Hydrant 2.0.0

Hydrant 2.0.0

TestsTested
LangLanguage Obj-CObjective C
License BSD
ReleasedLast Release Jul 2016

Maintained by Jeff Hui.



Hydrant 2.0.0

Documentation

A simple object data mapper for Objective-C. It aims to solve the data mapping problem well with a high degree of flexibility.

Mapping NSDictionaries to Value Objects is boring work! A lot of the work usually gets spread around in -[initWithDictionary:] methods which has a few drawbacks:

  • They tightly couple your deserialization process to the value object. This can be extra confusing for deserializing the same object with a not-so-consistent backend API (which you may not control).
  • You tightly couple building an object graph (assuming your API returns one) into a specific value object.
  • You have to repeat the same, code in reverse when deserializing it back.
  • Convert various basic values into various native objective-c objects.
  • You have lots of laborious tests to cover various edge cases (you do test it right?)
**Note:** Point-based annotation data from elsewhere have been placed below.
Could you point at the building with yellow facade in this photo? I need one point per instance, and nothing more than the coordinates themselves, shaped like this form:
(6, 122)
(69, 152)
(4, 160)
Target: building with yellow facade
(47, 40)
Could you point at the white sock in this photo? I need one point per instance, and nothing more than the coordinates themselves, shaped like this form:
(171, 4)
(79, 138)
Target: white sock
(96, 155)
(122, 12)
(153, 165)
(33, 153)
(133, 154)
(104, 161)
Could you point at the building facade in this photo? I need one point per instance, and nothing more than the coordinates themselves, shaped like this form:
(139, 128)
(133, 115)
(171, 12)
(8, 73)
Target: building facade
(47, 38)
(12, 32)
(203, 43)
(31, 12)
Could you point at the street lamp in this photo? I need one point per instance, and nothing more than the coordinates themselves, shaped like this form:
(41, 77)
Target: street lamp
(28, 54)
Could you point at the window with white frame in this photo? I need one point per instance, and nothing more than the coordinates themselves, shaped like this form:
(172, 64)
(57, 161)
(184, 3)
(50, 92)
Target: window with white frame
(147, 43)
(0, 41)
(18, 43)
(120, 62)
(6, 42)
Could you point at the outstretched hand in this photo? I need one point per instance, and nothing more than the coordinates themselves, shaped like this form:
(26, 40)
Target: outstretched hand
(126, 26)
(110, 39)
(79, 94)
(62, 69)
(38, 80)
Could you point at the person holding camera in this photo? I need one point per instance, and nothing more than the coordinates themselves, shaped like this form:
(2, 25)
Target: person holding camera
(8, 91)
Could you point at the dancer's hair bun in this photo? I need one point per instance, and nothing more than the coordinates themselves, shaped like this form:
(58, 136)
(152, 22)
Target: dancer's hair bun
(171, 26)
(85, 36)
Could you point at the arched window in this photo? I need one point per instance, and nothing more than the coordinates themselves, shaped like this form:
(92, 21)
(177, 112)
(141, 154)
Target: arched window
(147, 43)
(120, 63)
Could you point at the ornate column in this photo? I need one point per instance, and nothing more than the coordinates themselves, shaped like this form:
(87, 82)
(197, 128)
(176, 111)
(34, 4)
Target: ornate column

Of course, then you want to convert them from one data format to another:

  • RFC3339 string should be converted into an NSDate
  • strings into NSURL
  • strings that need to be converted into numbers
  • a fixed set of strings as NS_ENUM values
  • etc.

But then you need to handle error cases. You don't want your app to crash, so:

  • Check you don't have [NSNull null] and/or nil
  • Check you have the correct type (before + after conversions)
  • Check if the key in a JSON object exists
  • Try and convert some json format into a specific object (eg - a string into an NSDate)
  • Possibly use a default value if any of the above cases fail
  • Do partial recovery, like excluding an object in an array of JSON objects if that one object is invalid.
  • Provide ways to extend to your custom parsing requirements

And that's what Hydrant aims to solve.

Of course, if you can fully control the API you hit, this library isn't much of a big deal. But for developers that need to interact with APIs you don't directly control. Hydrant can help.

Installation

Like cocopods? Add this:

pod "Hydrant", '~>2.0.0'

Or if you prefer living life on the edge:

pod "Hydrant", :git => "https://github.com/jeffh/Hydrant.git"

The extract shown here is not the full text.